Mulher descobre que aparece há 24 anos como ‘presidente da República’ em carteira de trabalho.

O que era para ser mais uma tentativa de conseguir emprego terminou em espanto para a técnica de enfermagem Aldenize Ferreira da Silva, moradora de Jaboatão dos Guararapes, na região metropolitana do Recife. Ao buscar uma vaga na Agência do Trabalhador do município, ela descobriu que constava, havia mais de duas décadas, como ocupante do cargo de “presidente da República” em seu histórico profissional.

O registro aparece na Carteira de Trabalho Digital da trabalhadora desde março de 2002. Conforme os dados disponíveis no sistema, o vínculo estaria ligado à Prefeitura de Jaboatão dos Guararapes, onde Aldenize trabalhou no início dos anos 2000 como merendeira em uma escola da zona rural do município.

Segundo a técnica de enfermagem, a situação veio à tona durante o atendimento na agência de emprego. Ao consultar o CPF dela no sistema, o atendente identificou o cargo incomum e questionou a trabalhadora sobre o suposto vínculo ativo.

Aldenize contou que ficou sem reação ao ver a informação registrada oficialmente em seu cadastro profissional. O vínculo, segundo ela, nunca havia sido percebido porque utilizava apenas a carteira física e só recentemente passou a acessar a versão digital do documento.
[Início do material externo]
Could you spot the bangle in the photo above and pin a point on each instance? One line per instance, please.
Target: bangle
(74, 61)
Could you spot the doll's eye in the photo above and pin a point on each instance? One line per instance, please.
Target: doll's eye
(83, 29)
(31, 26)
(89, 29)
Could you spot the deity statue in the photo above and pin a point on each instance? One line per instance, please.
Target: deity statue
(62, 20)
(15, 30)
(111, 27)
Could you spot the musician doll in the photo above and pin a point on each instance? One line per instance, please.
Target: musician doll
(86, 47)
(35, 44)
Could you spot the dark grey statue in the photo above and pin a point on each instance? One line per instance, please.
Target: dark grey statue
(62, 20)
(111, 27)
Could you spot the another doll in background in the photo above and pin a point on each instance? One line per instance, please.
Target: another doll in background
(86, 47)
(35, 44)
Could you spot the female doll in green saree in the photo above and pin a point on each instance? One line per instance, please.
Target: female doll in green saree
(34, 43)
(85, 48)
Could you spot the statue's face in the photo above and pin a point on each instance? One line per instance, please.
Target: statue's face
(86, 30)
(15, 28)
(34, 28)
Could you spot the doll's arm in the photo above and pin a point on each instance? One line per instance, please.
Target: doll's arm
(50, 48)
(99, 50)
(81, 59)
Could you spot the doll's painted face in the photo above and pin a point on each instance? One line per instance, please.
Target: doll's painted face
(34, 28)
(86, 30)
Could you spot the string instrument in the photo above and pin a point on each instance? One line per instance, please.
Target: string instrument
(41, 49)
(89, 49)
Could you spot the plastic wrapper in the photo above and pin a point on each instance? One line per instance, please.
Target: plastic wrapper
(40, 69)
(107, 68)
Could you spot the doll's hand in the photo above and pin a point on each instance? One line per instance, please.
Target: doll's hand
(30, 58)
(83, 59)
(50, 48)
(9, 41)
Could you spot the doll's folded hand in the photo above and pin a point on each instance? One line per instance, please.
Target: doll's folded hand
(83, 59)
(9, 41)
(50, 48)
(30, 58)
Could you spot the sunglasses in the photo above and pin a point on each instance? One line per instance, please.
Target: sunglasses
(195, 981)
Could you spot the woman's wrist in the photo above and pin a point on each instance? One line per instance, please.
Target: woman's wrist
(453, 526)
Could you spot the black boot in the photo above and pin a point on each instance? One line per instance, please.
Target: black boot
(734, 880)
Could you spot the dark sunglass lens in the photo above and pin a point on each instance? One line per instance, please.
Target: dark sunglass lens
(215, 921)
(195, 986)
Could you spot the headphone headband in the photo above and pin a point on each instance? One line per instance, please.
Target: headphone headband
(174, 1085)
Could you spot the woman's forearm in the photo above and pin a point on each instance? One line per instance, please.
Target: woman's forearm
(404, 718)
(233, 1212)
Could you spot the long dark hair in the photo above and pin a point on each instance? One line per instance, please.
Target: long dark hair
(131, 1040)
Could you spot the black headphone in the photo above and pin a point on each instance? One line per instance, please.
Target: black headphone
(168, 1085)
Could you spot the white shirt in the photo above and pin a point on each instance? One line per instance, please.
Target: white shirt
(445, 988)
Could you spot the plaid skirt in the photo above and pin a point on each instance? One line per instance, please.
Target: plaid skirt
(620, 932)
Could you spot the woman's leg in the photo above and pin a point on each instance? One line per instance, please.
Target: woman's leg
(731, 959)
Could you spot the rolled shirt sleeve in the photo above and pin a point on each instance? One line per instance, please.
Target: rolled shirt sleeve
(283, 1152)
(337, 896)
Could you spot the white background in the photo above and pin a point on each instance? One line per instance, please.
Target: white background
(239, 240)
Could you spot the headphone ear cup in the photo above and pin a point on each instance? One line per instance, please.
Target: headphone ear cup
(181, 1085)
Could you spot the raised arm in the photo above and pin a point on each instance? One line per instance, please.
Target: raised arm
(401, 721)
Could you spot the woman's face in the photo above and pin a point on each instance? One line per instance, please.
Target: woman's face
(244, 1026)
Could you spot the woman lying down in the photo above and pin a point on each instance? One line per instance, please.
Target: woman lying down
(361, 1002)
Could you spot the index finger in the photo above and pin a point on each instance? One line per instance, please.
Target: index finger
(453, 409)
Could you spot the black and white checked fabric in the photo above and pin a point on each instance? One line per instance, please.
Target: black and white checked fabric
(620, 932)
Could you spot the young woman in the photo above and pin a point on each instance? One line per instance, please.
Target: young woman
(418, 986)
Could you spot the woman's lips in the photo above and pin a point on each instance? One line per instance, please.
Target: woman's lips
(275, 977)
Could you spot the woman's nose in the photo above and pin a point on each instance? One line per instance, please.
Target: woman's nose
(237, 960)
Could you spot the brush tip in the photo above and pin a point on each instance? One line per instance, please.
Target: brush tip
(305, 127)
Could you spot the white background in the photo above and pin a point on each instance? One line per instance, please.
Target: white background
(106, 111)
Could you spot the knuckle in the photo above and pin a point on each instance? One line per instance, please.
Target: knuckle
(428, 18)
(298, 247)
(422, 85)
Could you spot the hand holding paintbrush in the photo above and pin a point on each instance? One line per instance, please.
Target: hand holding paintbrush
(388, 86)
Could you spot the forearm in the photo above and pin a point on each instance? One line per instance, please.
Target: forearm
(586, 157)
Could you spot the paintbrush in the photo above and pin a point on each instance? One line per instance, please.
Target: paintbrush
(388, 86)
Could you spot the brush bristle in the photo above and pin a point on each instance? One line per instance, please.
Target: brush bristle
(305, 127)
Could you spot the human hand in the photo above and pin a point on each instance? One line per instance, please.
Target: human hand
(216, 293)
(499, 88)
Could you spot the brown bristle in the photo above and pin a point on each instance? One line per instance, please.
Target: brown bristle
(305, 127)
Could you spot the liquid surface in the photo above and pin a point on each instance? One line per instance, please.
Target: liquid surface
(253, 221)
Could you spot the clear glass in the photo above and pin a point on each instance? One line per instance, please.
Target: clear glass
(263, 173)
O sistema indica que ela estaria há 24 anos e dois meses vinculada ao cargo. O salário inicial registrado seria de R$ 201,60, enquanto a última remuneração lançada no cadastro aparece como R$ 15,42, referente a dezembro de 2002.

A técnica afirmou que trabalhou para a prefeitura entre 2000 e 2002, exercendo funções gerais em uma escola rural da comunidade de Manassu. Segundo ela, o encerramento das atividades ocorreu após mudança de gestão municipal.

Depois de concluir o curso técnico em enfermagem, em 2023, Aldenize passou a procurar oportunidades formais na área da saúde. Ela acredita que o problema cadastral pode estar dificultando novas contratações e até comprometer futuros direitos previdenciários.

Além do impacto profissional, a descoberta causou constrangimento. A trabalhadora relatou ter temido consequências legais ao ver o erro registrado em documentos oficiais.

Após a repercussão do caso, outras duas mulheres também relataram terem identificado registros semelhantes em seus históricos profissionais.

Em nota, a Prefeitura de Jaboatão dos Guararapes informou que a inconsistência ocorreu durante a migração de dados do antigo sistema SEFIP para o e-Social. Segundo o município, alguns servidores teriam sido cadastrados equivocadamente em um cargo genérico denominado “presidente da República”.

A administração municipal orientou Aldenize a procurar a Unidade de Gestão de Pessoas para regularizar a situação e afirmou que medidas internas estão sendo adotadas para evitar novos casos semelhantes.